Commanders also thought an MLRS was better at returning fire and killing the enemy. "MLRS is ideal for counterfire," says Col. Ted Janosko, artillery commander for the Army's V Corps. In fighting on March 31 around Karbala, 50 miles south of Baghdad, U.S. forces came under heavy artillery fire from the Iraqis. "We used (MLRS) rockets to fire back," Janosko says. "As soon as we started using rockets, guess what? We never heard from that unit again. I'm not going to say we killed them all ... but believe me, they did not fire again from that position."

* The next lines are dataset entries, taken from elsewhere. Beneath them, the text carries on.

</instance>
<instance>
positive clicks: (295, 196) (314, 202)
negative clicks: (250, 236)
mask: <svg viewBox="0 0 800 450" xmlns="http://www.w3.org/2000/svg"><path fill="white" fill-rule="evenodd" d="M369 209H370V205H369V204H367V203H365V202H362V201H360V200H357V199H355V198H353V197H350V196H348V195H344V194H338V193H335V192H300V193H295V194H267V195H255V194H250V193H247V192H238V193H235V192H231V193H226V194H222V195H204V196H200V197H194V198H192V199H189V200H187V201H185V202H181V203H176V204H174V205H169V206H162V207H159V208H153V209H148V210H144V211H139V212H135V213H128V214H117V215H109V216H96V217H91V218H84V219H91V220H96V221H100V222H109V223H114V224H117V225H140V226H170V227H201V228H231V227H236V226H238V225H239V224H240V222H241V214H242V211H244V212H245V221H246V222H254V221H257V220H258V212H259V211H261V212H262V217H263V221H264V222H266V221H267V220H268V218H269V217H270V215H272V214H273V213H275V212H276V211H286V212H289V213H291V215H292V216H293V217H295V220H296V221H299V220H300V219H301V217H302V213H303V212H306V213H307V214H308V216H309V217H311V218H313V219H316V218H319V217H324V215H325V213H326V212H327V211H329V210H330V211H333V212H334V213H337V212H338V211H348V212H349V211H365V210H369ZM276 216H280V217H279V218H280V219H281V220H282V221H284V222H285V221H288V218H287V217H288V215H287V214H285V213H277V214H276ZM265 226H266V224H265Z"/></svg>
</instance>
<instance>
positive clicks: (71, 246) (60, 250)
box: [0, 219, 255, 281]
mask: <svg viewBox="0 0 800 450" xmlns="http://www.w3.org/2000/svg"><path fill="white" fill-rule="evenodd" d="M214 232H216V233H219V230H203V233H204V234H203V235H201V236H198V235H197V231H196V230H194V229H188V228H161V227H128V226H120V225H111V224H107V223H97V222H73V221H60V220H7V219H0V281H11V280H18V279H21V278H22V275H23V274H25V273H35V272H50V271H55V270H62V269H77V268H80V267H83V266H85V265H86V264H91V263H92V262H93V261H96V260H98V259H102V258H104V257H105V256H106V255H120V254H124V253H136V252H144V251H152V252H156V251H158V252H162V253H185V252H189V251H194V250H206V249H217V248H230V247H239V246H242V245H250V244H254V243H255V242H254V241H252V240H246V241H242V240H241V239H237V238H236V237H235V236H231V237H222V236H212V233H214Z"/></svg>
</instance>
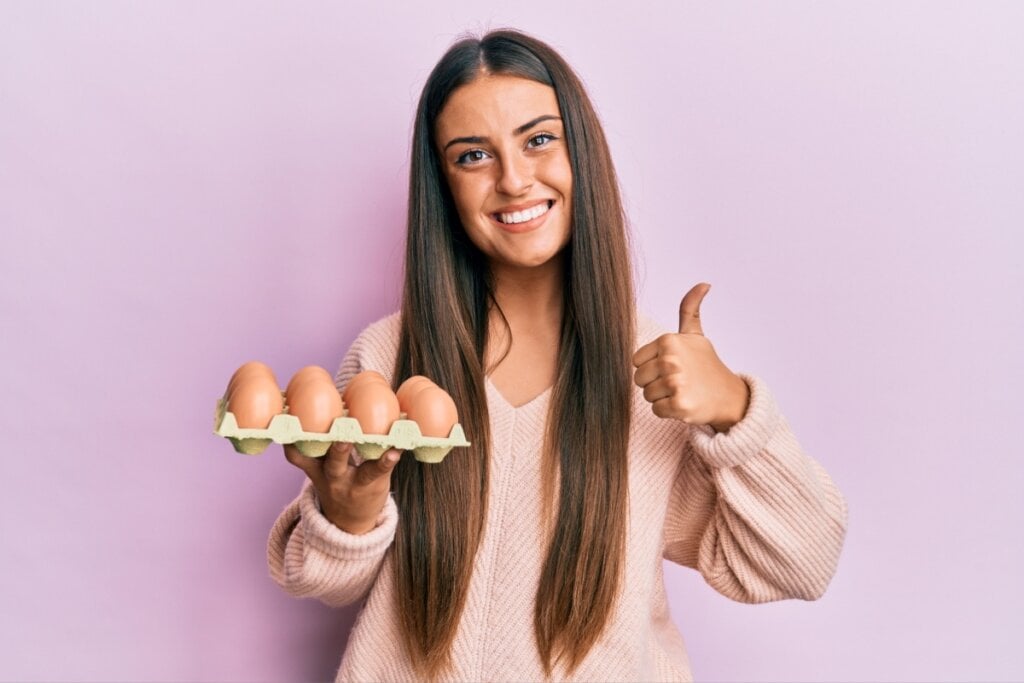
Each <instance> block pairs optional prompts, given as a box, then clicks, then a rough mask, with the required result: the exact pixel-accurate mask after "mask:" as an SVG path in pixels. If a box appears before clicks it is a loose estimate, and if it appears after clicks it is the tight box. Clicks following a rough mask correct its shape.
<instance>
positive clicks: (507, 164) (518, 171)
mask: <svg viewBox="0 0 1024 683" xmlns="http://www.w3.org/2000/svg"><path fill="white" fill-rule="evenodd" d="M499 173H500V174H501V175H500V176H499V177H498V184H497V186H496V189H497V190H498V191H499V193H501V194H503V195H509V196H512V197H519V196H521V195H524V194H525V193H526V191H528V190H529V188H530V187H531V186H532V185H534V167H532V163H531V162H530V161H529V160H528V159H525V158H523V157H522V155H516V154H512V155H506V156H505V157H504V158H503V159H502V163H501V170H500V171H499Z"/></svg>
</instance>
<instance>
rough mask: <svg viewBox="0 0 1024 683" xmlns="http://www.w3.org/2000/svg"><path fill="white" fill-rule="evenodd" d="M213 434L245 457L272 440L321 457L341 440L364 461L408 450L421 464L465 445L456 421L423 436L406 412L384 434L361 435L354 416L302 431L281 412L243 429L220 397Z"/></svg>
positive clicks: (401, 414) (442, 457)
mask: <svg viewBox="0 0 1024 683" xmlns="http://www.w3.org/2000/svg"><path fill="white" fill-rule="evenodd" d="M213 433H214V434H216V435H217V436H223V437H224V438H226V439H228V440H229V441H230V442H231V445H232V446H234V450H236V451H237V452H239V453H244V454H246V455H249V456H256V455H259V454H261V453H263V451H265V450H266V447H267V446H268V445H270V443H271V442H273V443H294V444H295V447H296V449H297V450H298V451H299V453H301V454H302V455H304V456H308V457H309V458H321V457H323V456H324V455H326V454H327V452H328V451H329V450H330V447H331V444H332V443H333V442H335V441H345V442H348V443H353V444H355V450H356V451H357V452H358V453H359V455H360V456H361V457H362V458H364V460H377V459H379V458H380V457H381V456H382V455H383V454H384V452H385V451H387V450H388V449H399V450H401V451H412V452H413V455H414V457H415V458H416V459H417V460H418V461H420V462H421V463H439V462H441V461H442V460H444V456H446V455H447V454H449V453H450V452H451V451H452V449H454V447H458V446H467V445H469V441H467V440H466V434H465V433H464V432H463V430H462V425H459V424H457V425H456V426H455V427H453V428H452V432H451V433H450V434H449V435H447V437H446V438H438V437H435V436H424V435H423V433H422V432H420V426H419V425H418V424H416V423H415V422H413V421H412V420H407V419H406V414H404V413H402V414H401V415H399V416H398V420H396V421H395V423H394V424H393V425H391V430H390V431H389V432H388V433H387V434H364V433H362V429H361V428H360V427H359V423H358V421H357V420H355V419H354V418H350V417H348V411H347V410H346V411H345V414H344V417H340V418H337V419H335V421H334V422H333V423H332V424H331V429H330V430H329V431H328V432H327V433H323V434H321V433H316V432H306V431H302V425H301V424H300V423H299V419H298V418H297V417H295V416H294V415H289V414H288V409H287V408H286V410H285V413H282V414H281V415H275V416H274V417H273V419H272V420H270V424H269V425H268V426H267V428H266V429H243V428H241V427H239V423H238V421H237V420H236V419H234V414H233V413H231V412H229V411H228V410H227V403H226V402H225V401H224V399H223V398H220V399H218V400H217V408H216V411H215V413H214V419H213Z"/></svg>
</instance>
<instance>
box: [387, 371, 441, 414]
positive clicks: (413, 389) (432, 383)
mask: <svg viewBox="0 0 1024 683" xmlns="http://www.w3.org/2000/svg"><path fill="white" fill-rule="evenodd" d="M432 386H437V385H436V384H434V383H433V382H432V381H431V380H429V379H428V378H426V377H424V376H423V375H413V376H412V377H410V378H409V379H408V380H406V381H404V382H402V383H401V386H399V387H398V391H397V394H396V395H397V396H398V408H399V409H401V412H402V413H409V407H410V404H411V403H412V400H413V396H415V395H416V394H417V393H419V391H420V390H421V389H425V388H427V387H432Z"/></svg>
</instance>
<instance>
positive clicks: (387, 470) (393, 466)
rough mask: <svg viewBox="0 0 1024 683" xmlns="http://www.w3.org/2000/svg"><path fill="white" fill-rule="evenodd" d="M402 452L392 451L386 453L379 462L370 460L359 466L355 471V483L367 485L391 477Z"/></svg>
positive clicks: (380, 459) (380, 457)
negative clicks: (395, 466)
mask: <svg viewBox="0 0 1024 683" xmlns="http://www.w3.org/2000/svg"><path fill="white" fill-rule="evenodd" d="M400 457H401V451H397V450H395V449H391V450H390V451H386V452H384V455H382V456H381V457H380V458H378V459H377V460H368V461H365V462H364V463H362V464H361V465H359V466H358V467H357V468H356V470H355V483H357V484H359V485H366V484H368V483H371V482H373V481H376V480H377V479H380V478H381V477H383V476H390V474H391V470H393V469H394V466H395V465H397V464H398V459H399V458H400Z"/></svg>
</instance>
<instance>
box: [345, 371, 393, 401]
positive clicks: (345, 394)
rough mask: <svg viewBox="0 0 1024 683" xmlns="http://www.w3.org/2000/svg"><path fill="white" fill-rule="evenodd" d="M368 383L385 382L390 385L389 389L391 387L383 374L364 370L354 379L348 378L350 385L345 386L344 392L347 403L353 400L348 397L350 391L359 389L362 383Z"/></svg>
mask: <svg viewBox="0 0 1024 683" xmlns="http://www.w3.org/2000/svg"><path fill="white" fill-rule="evenodd" d="M368 383H369V384H383V385H384V386H386V387H388V389H390V388H391V385H389V384H388V383H387V380H386V379H384V376H383V375H381V374H380V373H378V372H375V371H373V370H364V371H362V372H361V373H359V374H358V375H356V376H355V377H353V378H352V379H350V380H348V385H347V386H346V387H345V393H344V394H342V397H343V398H344V399H345V403H346V404H347V403H350V402H351V401H350V400H349V399H348V398H349V395H350V392H352V391H355V390H357V389H358V388H359V387H360V386H361V385H364V384H368Z"/></svg>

The 3rd Infantry Division also used MLRS frequently. The rockets can go more than 20 miles, and they spray a wider area than other weapons. The 3rd Infantry fired 794 MLRS rockets during the Iraq war, according to an assessment by two high-ranking division artillery officers in the U.S. Army journal Field Artillery, published at Fort Sill, Okla. As they raced north from Kuwait toward Baghdad in late March and early April, U.S. forces fired rockets and artillery shells loaded with bomblets into Iraqi troop and artillery positions in Hillah, in Baghdad and in other cities. U.S. aircraft sometimes dropped cluster bombs as well. Just before U.S. forces' "thunder run" into Baghdad on April 7, the 3rd Infantry Division fired 24 MLRS cluster rockets into Iraqi positions at an important intersection in the capital. The damage assessment, recounted in the Field Artillery article: "There's nothing left but burning trucks and body parts."